Fortunately, we as dog parents can leverage these same dynamics when it comes to re-programming undesirable behaviors. Let’s say your 80-pound “lap dog” excitedly jumps on you whenever you come home from work. When you withhold the coveted attention—immediately going back out the door, or turning your back on him—many pups gradually begin to seek out a different behavior.

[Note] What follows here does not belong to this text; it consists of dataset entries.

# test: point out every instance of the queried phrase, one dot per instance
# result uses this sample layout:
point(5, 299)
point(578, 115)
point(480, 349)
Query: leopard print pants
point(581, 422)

The same thing can work with a fear response. If your pet is terrified of your Swiffer mop, for example, try propping it against the family room couch and just leaving it there. Then, simply act like it’s no big deal and go about your daily routine, even if your pup exhibits an unsettled reaction. Very gradually, over time, as your furry friend begins to approach the mop with quiet but tentative curiosity, reward that calm behavior with brief praise or a small treat. Keep it up, and eventually your dog can learn that “mop = calm = good.”
Helping your dog manage his stress is one of the keys to having a happy and healthy pet. If your animal companion has specific challenges beyond what you’re comfortable handling, always reach out to a certified animal behaviorist who can help you develop targeted interventional techniques that will work on your pet’s unique needs. It will not only help with unwanted behaviors, but strengthen your bond, as well.
Safe, Drug Free Ways To Soothe Your Pet’s Stress
The Thundershirt. The ThunderShirt leverages the age-old principle of swaddling an infant to promote calming reassurance. Simply fasten this snug, stretchy shirt around your pet’s ribcage. During anxious episodes of panting or hyperventilation, it provides ongoing sensory feedback that suppresses this common panic response. ( Thundershirt.com )
Music or ASMR. As a musician, I can attest firsthand that deep, resonant tones often work wonders on a nervous pup. You can also try leveraging something called ASMR (Autonomous Sensory Meridian Response), which is promoted by many hypnotists and human sleep therapists. ASMR is a subjective, perceptual phenomenon characterized by a distinct calming or scalp- tingling sensation in response to quiet, seemingly mundane sound triggers. Certain pets appear especially receptive, and may even be lulled to sleep. To gauge effectiveness, try playing low, calming music or ASMR audio with your dog in the room. Use a meditation CD, or visit YouTube to access ASMR recordings by reputable “ASMRtists” such as The Waterwhispers.
Calming Sprays. Help create a relaxing environment for your pet by using a calming spray on their bedding or by plugging in a calming spray diffuser. Many cats and dogs experience reduced anxiety and stress after being exposed to these non- sedating sprays, which use soothing scents such as lemongrass, cinnamon, and lavender to encourage relaxation.